What and how we feel on the job is familiar territory to Psychology’s Christopher Warren, who joined the university in 2006. Warren is an expert on the role of emotions in the work place and how they color our job attitudes.
In his 2006 doctoral dissertation at Louisiana’s Tulane University where he served as an adjunct instructor, Warren explored the way in which our feelings affect our work.
“Emotions and personality affect job attitudes,” he said. “That covers everything from job satisfaction to employee turnover. It is possible to tell at age 5 if someone will be happy with their job at age 25. What you bring to the table influences your work environment, but the way you are treated at work may also produce important emotional reactions.”
The classroom workplace faces the same emotional landscape. In his dissertation titled “On the Importance of Balance,” he reviewed how educators react emotionally to their jobs.
“What were their job specific emotions? Were they nervous? I asked teachers how they felt about their jobs,” he said. “Negative emotions varied according to the levels of support they received. My hypothesis, and results, emphasized the importance of balance, where teachers showed higher negative emotions when students received more support than teachers, or when teachers received more support than students.”
Corporate behavior definitely has an influence over job attitudes. When there is a policy of firing 15 percent of the work force every year, as was the case with Enron, the job attitude becomes defensive. “Employees will fall into a prevention stand point,” he explained. “There are two attitudes. There is promotion when you drive forward and there is prevention where you’re worried. A prevention focus makes an office rigid. You take fewer risks. You do what’s expected but you don’t go above and beyond.”

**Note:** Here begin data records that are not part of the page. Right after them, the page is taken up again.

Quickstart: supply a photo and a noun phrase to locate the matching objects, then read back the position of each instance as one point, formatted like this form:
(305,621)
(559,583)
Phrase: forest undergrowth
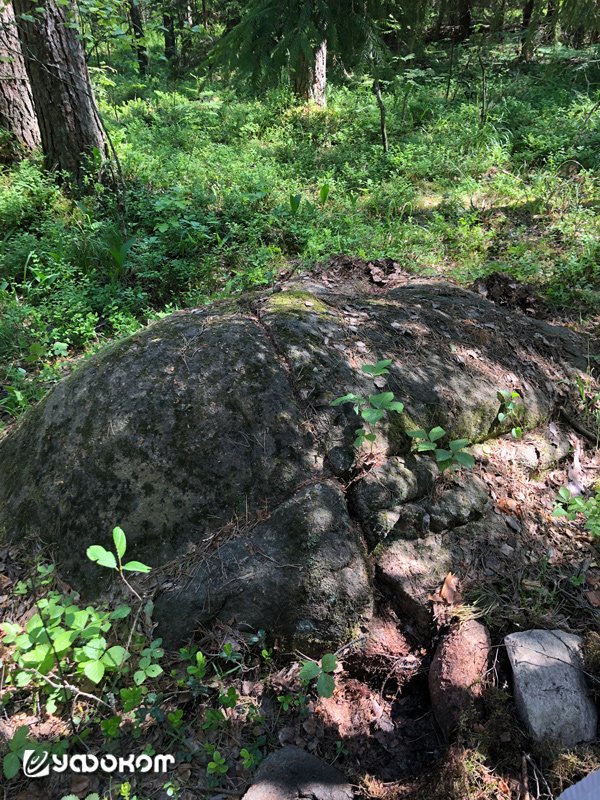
(223,191)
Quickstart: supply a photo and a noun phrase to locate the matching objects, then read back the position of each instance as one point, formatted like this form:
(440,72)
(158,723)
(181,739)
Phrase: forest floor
(378,726)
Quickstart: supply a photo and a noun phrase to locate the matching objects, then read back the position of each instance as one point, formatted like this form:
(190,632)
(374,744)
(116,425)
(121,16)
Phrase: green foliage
(452,458)
(509,402)
(322,672)
(371,408)
(571,506)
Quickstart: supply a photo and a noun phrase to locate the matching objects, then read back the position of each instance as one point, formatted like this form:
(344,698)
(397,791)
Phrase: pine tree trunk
(62,93)
(170,41)
(318,89)
(17,112)
(310,83)
(527,12)
(138,32)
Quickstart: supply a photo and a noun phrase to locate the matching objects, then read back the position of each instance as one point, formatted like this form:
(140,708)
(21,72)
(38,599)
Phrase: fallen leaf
(508,505)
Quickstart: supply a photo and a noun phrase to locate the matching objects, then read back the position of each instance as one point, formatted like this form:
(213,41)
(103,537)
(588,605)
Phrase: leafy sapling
(509,401)
(322,672)
(107,559)
(570,506)
(371,408)
(452,458)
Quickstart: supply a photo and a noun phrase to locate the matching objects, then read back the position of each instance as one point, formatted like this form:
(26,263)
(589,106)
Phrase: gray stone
(377,500)
(292,773)
(549,686)
(413,569)
(301,573)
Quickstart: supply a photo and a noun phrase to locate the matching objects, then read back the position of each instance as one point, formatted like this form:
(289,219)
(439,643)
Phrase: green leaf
(381,400)
(436,433)
(325,685)
(121,612)
(309,671)
(466,459)
(95,647)
(120,541)
(102,556)
(372,415)
(114,657)
(136,566)
(395,406)
(328,662)
(64,640)
(19,740)
(94,670)
(11,765)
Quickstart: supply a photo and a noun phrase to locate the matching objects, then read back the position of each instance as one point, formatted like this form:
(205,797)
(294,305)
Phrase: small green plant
(107,559)
(509,402)
(570,506)
(218,765)
(371,408)
(452,458)
(322,672)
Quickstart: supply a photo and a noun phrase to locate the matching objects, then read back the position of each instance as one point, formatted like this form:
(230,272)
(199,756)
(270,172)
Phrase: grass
(209,174)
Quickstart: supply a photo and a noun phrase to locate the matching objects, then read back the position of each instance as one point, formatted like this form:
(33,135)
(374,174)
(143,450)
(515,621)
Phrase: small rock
(291,773)
(459,664)
(549,687)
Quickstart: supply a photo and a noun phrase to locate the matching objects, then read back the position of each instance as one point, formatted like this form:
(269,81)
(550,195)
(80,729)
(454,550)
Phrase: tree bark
(310,83)
(64,100)
(170,41)
(138,32)
(527,12)
(318,89)
(377,93)
(17,112)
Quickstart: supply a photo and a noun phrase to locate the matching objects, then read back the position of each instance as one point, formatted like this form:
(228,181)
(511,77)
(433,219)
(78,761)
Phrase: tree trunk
(311,83)
(17,112)
(527,12)
(461,20)
(138,32)
(377,93)
(318,89)
(170,41)
(64,100)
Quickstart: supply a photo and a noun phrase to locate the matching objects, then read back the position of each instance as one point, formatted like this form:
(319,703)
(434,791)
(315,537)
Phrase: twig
(525,777)
(65,685)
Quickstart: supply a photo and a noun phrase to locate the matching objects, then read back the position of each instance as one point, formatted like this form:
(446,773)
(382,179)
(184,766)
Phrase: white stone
(549,686)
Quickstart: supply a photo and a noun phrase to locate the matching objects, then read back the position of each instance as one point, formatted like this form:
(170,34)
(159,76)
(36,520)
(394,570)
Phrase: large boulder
(201,433)
(549,686)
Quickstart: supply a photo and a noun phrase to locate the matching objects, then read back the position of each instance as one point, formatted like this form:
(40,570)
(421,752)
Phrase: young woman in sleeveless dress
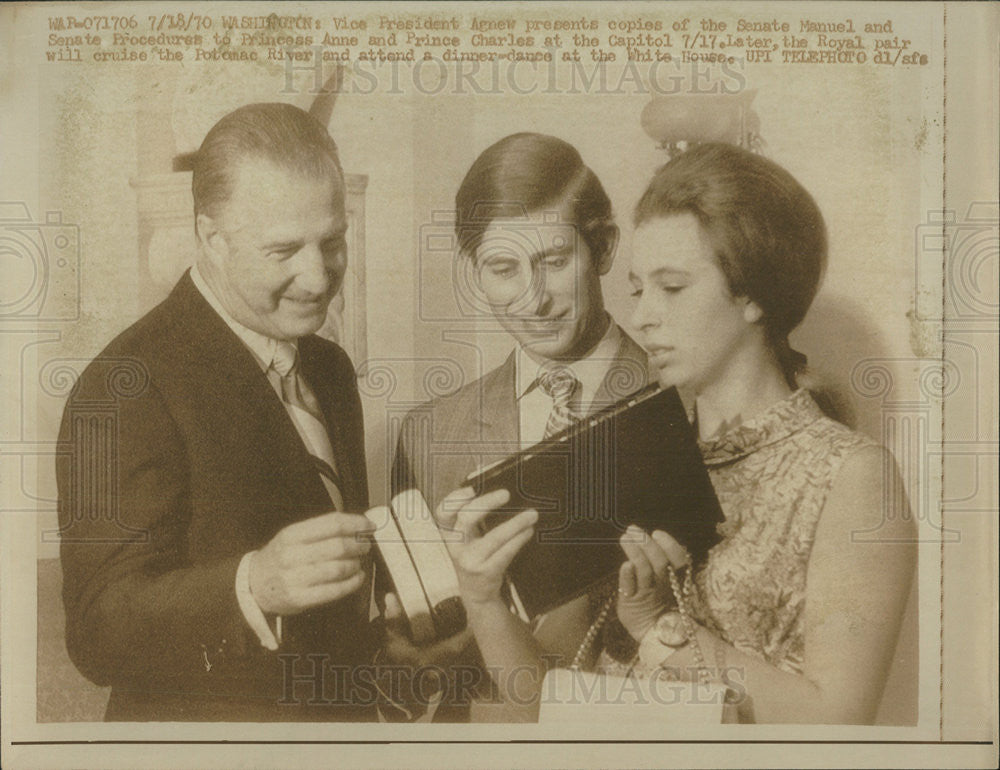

Warren describes having to interact with negative people as “emotional labor.” “Negativity draws something from you,” he said. “I remember participants in my research into emotional dissonance who always ate much more candy from a bowl on my desk after interacting with a negative research assistant. But not only did they eat more candy, their problem-solving abilities also diminished. They would just give up, while those who interacted with a positive assistant would push on.
“If you have to interact with a dissonant personality, it takes something from you,” he added. “This kind of emotional labor can rob you of your self control. Not only might you wind up yelling at a co-worker, but you won’t try as hard at your job either.”
One of the strongest workplace emotions is rage and Warren looks for personality traits that might lead to the expression of rage.
“At first, I thought a conscientious person would be best able to resist the temptation to yell. I was surprised to discover that neuroticism and agreeableness had more to do with rage behind the wheel,” he said. “I surveyed people while they waited in line at the DMV. It’s a great place to collect data. I compared the DMV results with results from psychology students at Tulane University, and the results were slightly different. Narcissism, or an over-inflated ego, was insignificant with adult drivers, but the best predictor of road rage for the students. Younger individuals tend to get upset about somebody else being in their lane, or cutting them off, due to their view that 'this is my highway.'”
What he knows about ideal offices affects the way he deals with his own.
“I can spot the positive and negative personalities right away,” he said. “I notice people’s tendencies and understand there will always be a certain level of negativity in your environment; I just steer clear of those people. I’m on a diet.”